Quem me conhece sabe que me considero como um animal político desde que me entendo por gente e que por “animal político”, considero ter visão crítica sobre as coisas ao meu redor, procurar entender as conexões entre os fatos e dados, saber haver interesses e vontades por detrás de cada rosto, oferta e cor e que o mundo tem muitas camadas. Sim, o mundo do animal político é uma cebola.

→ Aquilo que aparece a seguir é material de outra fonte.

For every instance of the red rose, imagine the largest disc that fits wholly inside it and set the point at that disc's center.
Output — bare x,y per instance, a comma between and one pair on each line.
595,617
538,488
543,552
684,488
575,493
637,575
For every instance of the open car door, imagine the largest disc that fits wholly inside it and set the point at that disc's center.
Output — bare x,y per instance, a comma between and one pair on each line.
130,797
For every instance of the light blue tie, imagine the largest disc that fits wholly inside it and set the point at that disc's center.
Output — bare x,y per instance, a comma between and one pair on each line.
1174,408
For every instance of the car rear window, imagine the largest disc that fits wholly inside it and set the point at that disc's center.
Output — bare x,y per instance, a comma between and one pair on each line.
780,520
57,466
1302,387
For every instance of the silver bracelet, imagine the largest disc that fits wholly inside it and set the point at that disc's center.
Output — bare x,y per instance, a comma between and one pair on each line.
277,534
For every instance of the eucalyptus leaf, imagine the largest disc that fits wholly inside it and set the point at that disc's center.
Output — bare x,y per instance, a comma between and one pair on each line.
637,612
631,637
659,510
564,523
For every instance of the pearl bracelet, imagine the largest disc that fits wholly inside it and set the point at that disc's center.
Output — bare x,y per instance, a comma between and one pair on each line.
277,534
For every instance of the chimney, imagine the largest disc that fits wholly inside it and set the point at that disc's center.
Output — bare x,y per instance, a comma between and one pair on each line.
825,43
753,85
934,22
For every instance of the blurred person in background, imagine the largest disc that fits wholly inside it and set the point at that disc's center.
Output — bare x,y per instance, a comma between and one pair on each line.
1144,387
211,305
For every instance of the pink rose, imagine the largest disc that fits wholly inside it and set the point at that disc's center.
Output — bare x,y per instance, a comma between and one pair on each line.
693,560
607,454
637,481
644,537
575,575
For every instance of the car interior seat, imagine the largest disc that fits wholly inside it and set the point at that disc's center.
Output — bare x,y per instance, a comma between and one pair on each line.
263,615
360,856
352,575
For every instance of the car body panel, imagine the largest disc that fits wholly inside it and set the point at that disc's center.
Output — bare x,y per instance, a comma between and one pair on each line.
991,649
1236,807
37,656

Brecht dizia que o pior analfabeto era/é o analfabeto político. Se você nunca leu o texto ou viu sua declamação sugiro fazê-lo agora. É lindo e fantástico e fundamental. E isto tem tudo a ver com redes sociais, com as relações que construímos para além das nossas bolhas ou dos 135 seres que conseguimos ter como tribo. Ele tem razão, mas como na sua época não havia rede social como temos hoje (no máximo um caderno de telefones ou uma rede de correspondentes via cartas e telegramas) o texto fica um tanto incompleto. Ou melhor: não o texto, mas a intenção.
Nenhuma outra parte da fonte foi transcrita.